Table 1: Overall ratings of the scans for all six categories, all three scan groups, and both individual raters and a composite score. Reported values are median/mean: median over all scans are more appropriate for categorical data but was largely uninformative, which is why mean values are also reported. Statistical differences in PROMO scans are chi-squared tested with respect to nonPROMO (*p<0.01, **p<0.001, uncorrected). The composite scores show that PROMO+PURE is significantly different - with lower average - from nonPROMO for all criteria. PROMO+SCIC shows average values very close to nonPROMO, except for intensity homogeneity.

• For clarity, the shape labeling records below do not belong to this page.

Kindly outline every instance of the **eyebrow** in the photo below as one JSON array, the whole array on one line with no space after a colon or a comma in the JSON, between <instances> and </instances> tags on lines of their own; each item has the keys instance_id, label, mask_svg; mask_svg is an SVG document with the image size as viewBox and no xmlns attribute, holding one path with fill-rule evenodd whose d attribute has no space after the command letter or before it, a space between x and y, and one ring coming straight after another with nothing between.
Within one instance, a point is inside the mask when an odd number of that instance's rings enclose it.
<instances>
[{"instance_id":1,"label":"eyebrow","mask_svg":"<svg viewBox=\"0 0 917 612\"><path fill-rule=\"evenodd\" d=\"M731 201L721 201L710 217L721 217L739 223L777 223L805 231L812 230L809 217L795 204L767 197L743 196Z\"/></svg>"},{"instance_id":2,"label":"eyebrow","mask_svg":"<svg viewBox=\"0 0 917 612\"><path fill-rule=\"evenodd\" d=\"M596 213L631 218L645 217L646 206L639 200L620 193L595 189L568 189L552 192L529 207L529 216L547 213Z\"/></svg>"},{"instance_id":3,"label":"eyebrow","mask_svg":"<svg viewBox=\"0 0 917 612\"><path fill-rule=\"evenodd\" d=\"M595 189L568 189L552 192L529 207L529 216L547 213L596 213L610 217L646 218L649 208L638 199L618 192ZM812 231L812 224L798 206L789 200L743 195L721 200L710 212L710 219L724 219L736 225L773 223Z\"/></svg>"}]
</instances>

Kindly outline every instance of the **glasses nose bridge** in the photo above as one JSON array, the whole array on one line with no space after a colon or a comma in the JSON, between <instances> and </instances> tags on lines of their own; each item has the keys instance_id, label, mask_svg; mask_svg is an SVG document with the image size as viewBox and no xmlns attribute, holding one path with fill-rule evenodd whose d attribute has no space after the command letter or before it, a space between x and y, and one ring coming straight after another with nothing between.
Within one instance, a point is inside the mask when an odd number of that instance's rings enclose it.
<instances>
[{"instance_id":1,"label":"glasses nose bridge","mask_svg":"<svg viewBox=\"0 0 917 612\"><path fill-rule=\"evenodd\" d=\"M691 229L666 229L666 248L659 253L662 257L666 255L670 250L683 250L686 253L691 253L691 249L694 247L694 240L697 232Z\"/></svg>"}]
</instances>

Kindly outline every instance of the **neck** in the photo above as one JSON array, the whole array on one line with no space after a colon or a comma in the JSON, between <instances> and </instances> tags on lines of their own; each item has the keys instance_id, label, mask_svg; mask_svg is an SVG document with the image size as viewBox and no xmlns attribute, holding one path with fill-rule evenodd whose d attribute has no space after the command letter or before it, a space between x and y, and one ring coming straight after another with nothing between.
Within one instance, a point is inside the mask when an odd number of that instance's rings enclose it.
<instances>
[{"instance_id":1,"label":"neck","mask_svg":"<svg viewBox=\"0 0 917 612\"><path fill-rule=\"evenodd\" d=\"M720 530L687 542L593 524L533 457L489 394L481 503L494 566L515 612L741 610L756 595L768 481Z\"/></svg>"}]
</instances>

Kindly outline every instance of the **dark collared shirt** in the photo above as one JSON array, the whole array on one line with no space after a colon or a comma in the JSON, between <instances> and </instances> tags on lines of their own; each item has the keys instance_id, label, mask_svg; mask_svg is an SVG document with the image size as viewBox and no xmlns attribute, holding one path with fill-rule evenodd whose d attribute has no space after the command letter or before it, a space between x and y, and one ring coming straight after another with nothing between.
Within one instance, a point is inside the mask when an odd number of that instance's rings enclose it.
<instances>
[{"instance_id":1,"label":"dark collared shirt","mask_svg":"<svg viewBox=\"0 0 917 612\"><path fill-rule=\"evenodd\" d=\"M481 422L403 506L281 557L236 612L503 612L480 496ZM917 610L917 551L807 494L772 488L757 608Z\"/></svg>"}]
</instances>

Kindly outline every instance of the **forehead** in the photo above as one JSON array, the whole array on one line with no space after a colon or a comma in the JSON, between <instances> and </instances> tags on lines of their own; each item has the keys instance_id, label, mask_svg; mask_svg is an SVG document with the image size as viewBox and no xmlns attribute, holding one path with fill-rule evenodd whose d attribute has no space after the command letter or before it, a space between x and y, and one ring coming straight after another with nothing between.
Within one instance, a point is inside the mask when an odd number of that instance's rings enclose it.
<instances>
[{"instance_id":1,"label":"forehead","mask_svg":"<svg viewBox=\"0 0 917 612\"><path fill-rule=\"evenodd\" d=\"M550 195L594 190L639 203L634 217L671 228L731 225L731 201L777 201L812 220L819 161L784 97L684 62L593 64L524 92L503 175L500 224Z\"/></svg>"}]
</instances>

Fig. 2: Cumulative histograms of image quality scores for diagnostic confidence for the three groups of scans for rater 1 (left) and 2 (right). Color indications are displayed in the bottom for ratings: 1=non-diagnostic, 2=poor, 3=acceptable, 4=standard; 5=above average, 6=good; 7=outstanding. The use of PROMO+SCIC reduces the number of scans rated non-diagnostic and poor, for both raters, at the apparent expense of having fewer high-ranking scores (above average, 5, in this example).

Table 2: Percentages of scans with low image quality (non-diagnostic or poor) for each of six criteria.